The letter was in response to a concern raised during the PAC’s March 1 deliberations.
According to the head of the PAC, the United States should pay a price if it continues to obstruct the pipeline deal.
“Given the critical importance of the Iran-Pakistan (IP) gas pipeline project in the emerging regional situation,” the ministry stated, “this ministry has been exploring all possible options, including close engagements and meaningful exchanges with relevant parties, including Iran and the United States.”
“In this regard, in January, a technical team from the petroleum division visited Tehran to discuss ways and means to move forward with the IP gas project.” The Prime Minister’s Office convened inter-ministerial talks with all stakeholders and reached an agreement on an action plan to move forward with the IP gas pipeline project.”
In response to a question on obtaining petroleum goods from Russia, the foreign ministry stated that an agreement had been made with Moscow for the purchase of a test shipment of crude oil, which would arrive in Pakistan soon.

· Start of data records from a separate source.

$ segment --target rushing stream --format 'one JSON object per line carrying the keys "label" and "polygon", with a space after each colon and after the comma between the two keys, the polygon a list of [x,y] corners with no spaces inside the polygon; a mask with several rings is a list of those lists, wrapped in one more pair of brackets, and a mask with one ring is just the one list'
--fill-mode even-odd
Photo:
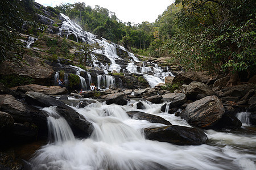
{"label": "rushing stream", "polygon": [[[164,125],[129,118],[126,112],[138,110],[137,102],[132,100],[125,106],[96,102],[84,108],[73,107],[93,124],[94,130],[86,139],[75,138],[55,107],[44,108],[49,115],[51,139],[30,160],[32,168],[256,169],[255,127],[243,124],[237,130],[206,130],[208,142],[200,146],[149,141],[145,139],[142,129]],[[161,116],[173,125],[190,127],[185,120],[162,112],[162,104],[142,102],[146,109],[140,111]]]}

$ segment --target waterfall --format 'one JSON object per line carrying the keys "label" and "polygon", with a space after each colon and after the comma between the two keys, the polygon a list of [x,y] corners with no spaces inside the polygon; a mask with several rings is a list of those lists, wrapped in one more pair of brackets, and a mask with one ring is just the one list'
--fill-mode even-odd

“Pakistan had made a commitment to the Pak Stream Pipeline project.” “The two parties are negotiating outstanding issues,” according to the government.
Recovery from petroleum firms
The committee urged the ministry to recoup “money embezzled” by two petroleum businesses, which had resulted in significant losses for private investors and the national exchequer.
The two corporations, BYCO and HASCOL, have failed to restore the stolen public funds in full.
The PAC members were shocked to find that the proprietors of the two enterprises had left the country despite their names being on the exit control list. The committee was informed that BYCO owed the exchequer Rs 57 billion, but only Rs 3.9 billion had been retrieved thus far.
Noor Alam Khan expressed his unhappiness with the inadequate recovery, noting that the committee had already asked the Petroleum Division not to be lenient in recovering the embezzled sum, but that they were in talks with the defaulters.
The PAC restated its directions to take action against the two entities in order to recover the looted funds.
Noor Alam authorized the Federal Investigation Agency (FIA) to arrest and seize the owner of BYCO. “Sell his assets to recover the embezzled funds,” the PAC chief said.
Meanwhile, BYCO stated that it was simply a case of “payables vs receivables” because several government institutions owed Cnergyico Rs79 billion. The corporation stated that the incident was still under investigation and that it was now negotiating a settlement with the authorities.
In another instruction, the PAC requested that the petroleum ministry remove an Rs500 adjustment fee from petrol invoices in order to reduce the burden on the poor.
The PAC also advocated lifting the ban on installing new petrol meters since it “encourages theft.”
Noor Alam Khan asked the Auditor General’s office to disclose information on perks and advantages awarded to the President, Prime Minister, federal ministries, and officials.
He noted that the Auditor General had not provided information so far about the salaries and perks of senior officers of the armed forces.